Generation of Decellularized Human Brain Tissue for Investigating Cell-Matrix Interactions: A Proof-of-Concept Study

Roemel Jeusep Bueno^1,2Camila Fernandez Zapata¹Maren Salla^3,4,5Juliana Campo Garcia¹Aylin Alacam⁶Oliver Klein⁷Chotima Böttcher¹Helena Radbruch⁸Friedemann Paul¹Sarah C Starossom¹Rafaela Vieira Da Silva¹Carmen Infante-Duarte^1*

• ¹Experimental and Clinical Research Center, Charite University Medicine Berlin, Berlin, Baden-Wurttemberg, Germany
• ²Faculty of Life Sciences, Humboldt University of Berlin, Berlin, Berlin, Germany
• ³The Berlin Institute for Medical Systems Biology, Max Delbrück Center for Molecular Medicine, Helmholtz Association of German Research Centers (HZ), Berlin, Baden-Württemberg, Germany
• ⁴Berlin Institute of Health, Charité Medical University of Berlin, Berlin, Baden-Württemberg, Germany
• ⁵Department of Biology, Chemistry and Pharmacy, Free University of Berlin, Berlin, Berlin, Germany
• ⁶Charité University Medicine Berlin, Berlin, Baden-Wurttemberg, Germany
• ⁷Berlin-Brandenburg Center for Regenerative Therapies, Charité Medical University of Berlin, Berlin, Baden-Wurttemberg, Germany
• ⁸Department of Neuropathology, Charité University Medicine Berlin, Berlin, Baden-Württemberg, Germany

The brain extracellular matrix (ECM) regulates myelin repair and regeneration following a demyelinating event by interacting with neuronal progenitors and immune cells. Therefore, generation and characterization of decellularized human brain tissue (DHBT) in regions with distinct neuroregenerative capacities are essential to determine factors modulating the cellular regenerative behavior. We have established an effective decellularization protocol for the human neural stem cell (NSC)-rich subventricular zone (SVZ) as well as, frontal cortex (FC) and white matter (WM), and defined region-specific matrisomes with comparative proteomics. Subsequently, as proof-of-concept, survival and differentiation of NSCs and monocytes within the DHBT were investigated.
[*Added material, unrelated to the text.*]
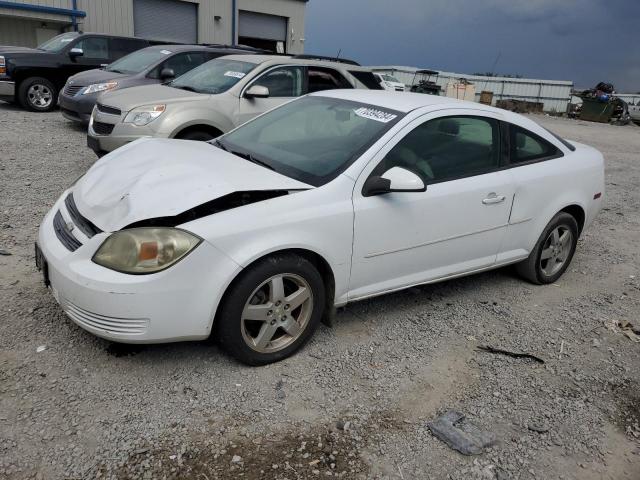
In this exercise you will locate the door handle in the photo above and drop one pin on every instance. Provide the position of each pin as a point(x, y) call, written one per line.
point(493, 198)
The proteomic analysis of the DHBT confirmed the retention of matrisome proteins such as COL4A1, FBB, NCAN, ANXA2. Unique to the SVZ were LGI3 and C1QB, while annexins, S100A and TGM2 were found in FC; S100B was exclusive to the WM. NSCs cultured within WM and FC acquired an astrocytic phenotype, but both astrocytic and oligodendrocytic phenotypes were promoted by the SVZ DHBT. Moreover, imaging mass cytometry analysis indicated an antiinflammatory phenotype differentiation of monocytes seeded on SVZ and WM. Thus, the established model is suitable for investigation of ECM properties and assessment of cell-matrix interactions.